Le Kosovo est déjà divisé de facto entre 1,8 million d’Albanais, qui occupent la plus grande partie du territoire, et à peu près 50 000 Serbes résidant dans un triangle septentrional, soutenus par la Serbie, et qui forment une société parallèle auto-suffisante. Ce sont des soldats français des forces de maintien de la paix de l’OTAN qui surveillent la ligne tendue qui divise la ville de Mitrovica. La mission des Nations Unies n’a qu’une présence minimale dans cettre région, et l’OTAN n’a que 600 soldats allemands et américains dans cette zone.

On compte aussi environ 60 000 Serbes résidant dans des enclaves isolées parmi les Albanais, protégés par les troupes de l’OTAN.

La Serbie ne manquera pas de tirer partie d’un potentiel exode de masse de dizaines de milliers de Serbes de ces enclaves isolées au sud de l’Ibar, l’utilisant comme un autre argument en faveur de la partition.

Les États-Unis et les principaux pays de l’UE devraient soutenir la sécession du Kosovo. Des analyses montrent, tout de même, qu’il reste à voir si l’Occident, risquant un affrontement diplomatique avec la Russie, celle-ci ayant placé le Kosovo sur sa « ligne rouge » de sécurité, va rester sur sa position de reconnaissance de l’indépendance du Kosovo ou choisir de présenter la partition comme « un moindre mal ».

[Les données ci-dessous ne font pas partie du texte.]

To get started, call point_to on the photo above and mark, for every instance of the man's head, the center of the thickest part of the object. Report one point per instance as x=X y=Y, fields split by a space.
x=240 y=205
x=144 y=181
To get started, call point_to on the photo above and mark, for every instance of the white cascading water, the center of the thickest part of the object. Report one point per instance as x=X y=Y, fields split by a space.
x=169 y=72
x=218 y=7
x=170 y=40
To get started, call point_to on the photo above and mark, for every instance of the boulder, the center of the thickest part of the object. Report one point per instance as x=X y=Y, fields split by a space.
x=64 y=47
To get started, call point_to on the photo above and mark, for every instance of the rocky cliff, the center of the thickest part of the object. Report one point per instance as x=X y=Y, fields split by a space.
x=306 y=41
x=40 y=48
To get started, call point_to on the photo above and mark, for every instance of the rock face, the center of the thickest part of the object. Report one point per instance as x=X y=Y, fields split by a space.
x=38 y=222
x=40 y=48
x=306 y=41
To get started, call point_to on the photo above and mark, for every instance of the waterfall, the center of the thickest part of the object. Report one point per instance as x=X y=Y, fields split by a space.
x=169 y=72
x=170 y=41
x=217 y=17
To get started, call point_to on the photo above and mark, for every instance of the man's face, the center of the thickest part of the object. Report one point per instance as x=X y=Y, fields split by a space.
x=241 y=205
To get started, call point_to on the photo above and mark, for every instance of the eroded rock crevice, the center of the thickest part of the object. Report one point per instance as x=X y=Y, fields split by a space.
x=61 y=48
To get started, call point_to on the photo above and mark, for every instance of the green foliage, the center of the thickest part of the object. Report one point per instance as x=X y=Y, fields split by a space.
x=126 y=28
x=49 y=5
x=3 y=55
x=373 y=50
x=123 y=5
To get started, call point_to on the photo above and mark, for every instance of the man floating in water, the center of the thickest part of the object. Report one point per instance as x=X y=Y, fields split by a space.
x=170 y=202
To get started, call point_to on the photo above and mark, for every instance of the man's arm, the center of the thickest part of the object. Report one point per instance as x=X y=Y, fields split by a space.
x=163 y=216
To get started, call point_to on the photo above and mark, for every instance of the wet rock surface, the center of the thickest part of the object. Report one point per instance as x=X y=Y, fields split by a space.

Pendant ce temps, le troc des terres continue au ralenti : les Albanais vont au sud et les Serbes au nord. Pour le dire de manière crue, la province est en train de devenir le lieu de « retournements de vestes dissimulés ». Le gouvernement serbe serait en train d’acheter des maisons appartenant à des Albanais au nord du Kosovo avec l’aide d’intermédiaires. Alex Anderson de l’International Crisis Group affirme : « Je n’ai pas vu les papiers, et il y a une réticence du gouvernement serbe à admettre directement ce qu’il fait, mais tout le monde comprend à Mitrovica que c’est bien cela qui se passe ». Pendant ce temps, selon Alex Anderson, la riche diaspora albanaise achète toutes les propriétés serbes dans le centre du kosovo, en payant souvent un prix très élevé.

Des analystes soulignent que de telles réalités sur le terrain sont en train de donner des arguments à ceux qui pensent que la partition pourrait procurer une porte de sortie face au bloquage des discussions sur le statut du Kosovo.